The residents have adapted to life on the lagoon and often engage in leisure activities like concerts and live events on the water.
As the government attempts to clear the area with forced evictions, the architect Kunle Adeyemi creates a large school to foster community.
In Egypt, beneath the Mokahattam rocks, the people of Zabaleen support themselves by collecting and recycling the waste products of residences and businesses in Cairo.
The slums of Caracas, Venezuela overtake the city’s rolling hills, housing 70% of its people.
A newlywed couple in Cairo, Egypt lovingly furnishes their home with the means available to them.
The scent of a next-door cow farm wafts in through the walls.
The Torre David, a 45-story building in Caracas, was left unfinished after its developer died in the 1990s. Today, it serves as a vertical slum, operating like an independent city, complete with grocery stores and barber shops.
The elderly residents occupy the ground floor, as there are no lifts in the tall building.
Holes allow for better airflow and help residents navigate the internal infrastructure of the community.
Every home has a loving, personal touch. Here, newspaper decorates the walls.
The building has its own gym.

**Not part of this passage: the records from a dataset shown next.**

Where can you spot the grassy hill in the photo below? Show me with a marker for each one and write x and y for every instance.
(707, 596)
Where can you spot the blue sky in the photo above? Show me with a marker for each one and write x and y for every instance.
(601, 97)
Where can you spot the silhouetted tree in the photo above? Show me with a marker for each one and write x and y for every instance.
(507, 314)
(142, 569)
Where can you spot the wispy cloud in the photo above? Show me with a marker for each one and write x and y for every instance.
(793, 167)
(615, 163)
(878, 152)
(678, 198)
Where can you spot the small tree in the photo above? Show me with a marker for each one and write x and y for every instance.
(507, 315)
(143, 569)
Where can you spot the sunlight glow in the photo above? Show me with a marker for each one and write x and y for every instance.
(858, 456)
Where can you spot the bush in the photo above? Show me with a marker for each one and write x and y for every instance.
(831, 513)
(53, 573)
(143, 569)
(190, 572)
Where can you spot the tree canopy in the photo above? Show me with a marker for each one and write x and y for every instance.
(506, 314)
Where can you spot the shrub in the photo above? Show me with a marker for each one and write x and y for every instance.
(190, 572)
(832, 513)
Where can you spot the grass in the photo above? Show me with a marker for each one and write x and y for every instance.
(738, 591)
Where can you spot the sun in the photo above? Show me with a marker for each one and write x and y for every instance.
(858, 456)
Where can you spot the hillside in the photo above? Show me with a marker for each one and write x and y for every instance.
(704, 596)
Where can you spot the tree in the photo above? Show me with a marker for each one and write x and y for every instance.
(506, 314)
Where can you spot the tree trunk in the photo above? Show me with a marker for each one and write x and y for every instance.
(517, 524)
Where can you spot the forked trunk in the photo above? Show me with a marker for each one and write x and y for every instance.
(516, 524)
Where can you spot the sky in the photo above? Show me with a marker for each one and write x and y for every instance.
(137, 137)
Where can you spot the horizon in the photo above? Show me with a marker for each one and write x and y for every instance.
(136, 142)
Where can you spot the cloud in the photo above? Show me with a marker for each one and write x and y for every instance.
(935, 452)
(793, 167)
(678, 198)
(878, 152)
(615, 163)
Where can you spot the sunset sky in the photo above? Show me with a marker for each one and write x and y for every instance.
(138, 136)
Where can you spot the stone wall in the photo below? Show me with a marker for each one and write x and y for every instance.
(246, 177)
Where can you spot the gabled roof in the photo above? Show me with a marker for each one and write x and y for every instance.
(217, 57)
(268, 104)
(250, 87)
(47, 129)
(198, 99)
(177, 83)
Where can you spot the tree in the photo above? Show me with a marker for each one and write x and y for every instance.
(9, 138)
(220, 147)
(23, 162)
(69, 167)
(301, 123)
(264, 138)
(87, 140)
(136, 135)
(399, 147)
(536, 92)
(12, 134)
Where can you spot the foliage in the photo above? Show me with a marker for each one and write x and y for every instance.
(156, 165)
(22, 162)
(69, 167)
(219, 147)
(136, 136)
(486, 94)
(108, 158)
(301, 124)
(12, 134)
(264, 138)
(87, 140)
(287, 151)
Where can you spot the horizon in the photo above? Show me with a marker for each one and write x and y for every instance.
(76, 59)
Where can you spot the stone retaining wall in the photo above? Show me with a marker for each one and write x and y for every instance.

Here, a man lifts weights made from old elevator hardware.
Living amongst heaps of trash is a normal part of daily life.
Underground dwellings, called yaodongs, spread across the Shanxi, Gansu, and Henan provinces in China. Carved out of relatively soft soil, they house approximately 40 million individuals.
Communities chip in to help farmers build yaodongs, which cost next to nothing to make and maintain.